A GP-based Robust Motion Planning Framework for Agile Autonomous Robot Navigation and Recovery in Unknown Environments
This work addresses robust autonomy for mobile robots in unknown environments, representing an incremental improvement by applying GP models to a known bottleneck in motion planning.
The paper tackles the problem of motion planning failures in autonomous robots due to environmental uncertainties by proposing a Gaussian Process-based framework for proactive failure detection and recovery, achieving agile motion with demonstrated success in simulations and physical experiments.

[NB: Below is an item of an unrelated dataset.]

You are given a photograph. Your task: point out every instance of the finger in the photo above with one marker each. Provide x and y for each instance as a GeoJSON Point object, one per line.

For autonomous mobile robots, uncertainties in the environment and system model can lead to failure in the motion planning pipeline, resulting in potential collisions. In order to achieve a high level of robust autonomy, these robots should be able to proactively predict and recover from such failures. To this end, we propose a Gaussian Process (GP) based model for proactively detecting the risk of future motion planning failure. When this risk exceeds a certain threshold, a recovery behavior is triggered that leverages the same GP model to find a safe state from which the robot may continue towards the goal. The proposed approach is trained in simulation only and can generalize to real world environments on different robotic platforms. Simulations and physical experiments demonstrate that our framework is capable of both predicting planner failures and recovering the robot to states where planner success is likely, all while producing agile motion.